The blockchain allows users to record transactions across a distributed network of computers. The server is secure, and transactions are permanent, making verification easy. Transactions are also conducted directly between users without needing an outside intermediary. A blockchain protocol will tell computers how to verify and aggregate transactions. In addition, the blockchain keeps a history of all transactions without users being able to change the data.
Cryptocurrency like bitcoin is the most standard type of blockchain technology. Many organizations use cryptocurrencies for large financial transactions. Some legal experts even allow their clients to pay for services with cryptocurrencies. Additionally, business and technology lawyers will no doubt encounter cryptocurrency or other technologies in some of their cases. Legal professionals’ interactions with blockchain include eDiscovery verification, tele-advocate services, medical records, healthcare databases, and smart contracts.

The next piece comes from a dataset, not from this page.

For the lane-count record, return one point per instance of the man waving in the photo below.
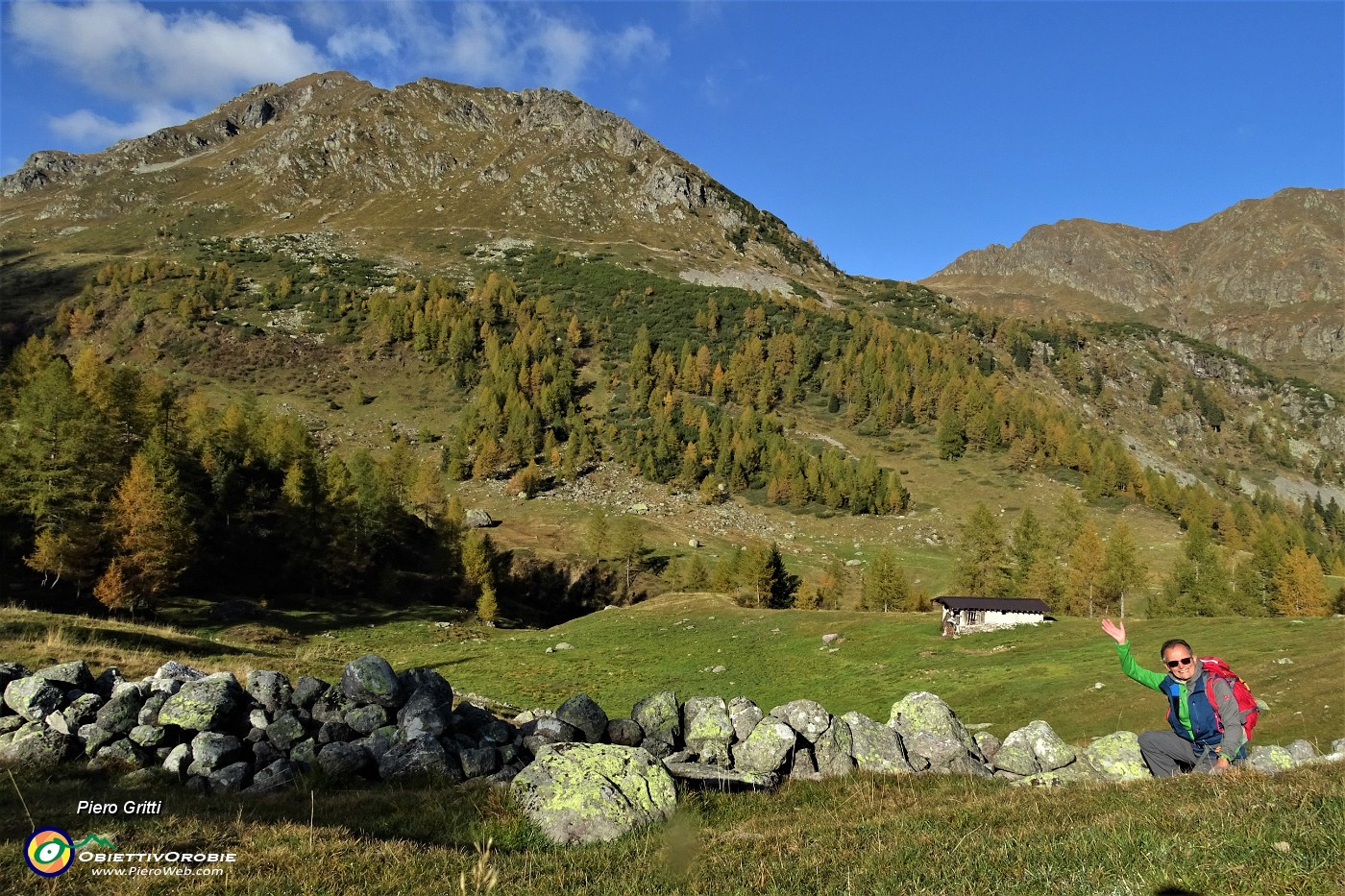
(1207, 735)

Since blockchain is highly secure and immutable, many people have called this technology “unhackable.” Unfortunately, recent incidents have shown that hackers can access blockchains in certain situations. It includes the following scenarios:
During the verification process, “miners” review transactions to ensure they are genuine. If one or more hackers take control of half of the mining process, the consequences can be highly damaging. For example, miners can create a second version of the blockchain, called a fork, in which certain transactions are not reflect. It allows miners to create an entirely different set of commerce on the fork and call it the genuine, albeit a fraudulent, version of the blockchain. Unfortunately, it also allows hackers to spend twice as much on cryptocurrency. These 51% attacks are more mutual on smaller blockchains because it is difficult for miners to gain meaningful control over more immense, more complex blockchains.
Also Read: How to Invest in Cryptocurrencies? – A Complete Guide
Sometimes there can be security flaws or errors during the creation of the it. For example, it may be more familiar with larger and more complicated blockchains. In this case, hackers looking for an entry point can identify vulnerabilities and attempt an attack. For example, it has happened with smart contracts that use a network to operate. Standard features of smart contracts include financial assistance in contract negotiations and automation of tasks. Lawyers may encounter intelligent contracts through internal use or handling client cases and issues in their practice. If there is a vulnerability in the network in which a clever agreement operates, hackers can steal money from users undetect because the fake activity is not reflected. Unluckily, since it transactions cannot be altered, the only way to recover stolen funds is to create a fork that all users recognize as the authoritative blockchain.
Many blockchain hacks have occurred on exchanges that allow users to trade cryptocurrencies. When security practices around the business are weak, hackers have easier access to data.
Recently, blockchain attacks have increased dramatically as hackers have discovered vulnerabilities exist. As of 2017, public data shows that hackers have stolen around $2 billion worth of cryptocurrencies. This recent activity makes it clear that, unfortunately, the blockchain is not tamper-proof, and users still need to be careful, especially when trading on the exchange. Therefore, legal practitioners who contact blockchain should stay informed about the risks and new solutions. Furthermore, before using intelligent contracts or trading on a business, you should learn about previous attacks and relevant security measures. However, it doesn’t seem like blockchain users should be too cautious as the technology is still very secure. Undoubtedly, the creators and admins will keep improving the security measures to reduce the hacking risk in the future.
Blockchain hacks have recently drastically increased as hackers have discovered that vulnerabilities exist. Since 2017, public data displays that hackers have taken around $2 billion in cryptocurrency.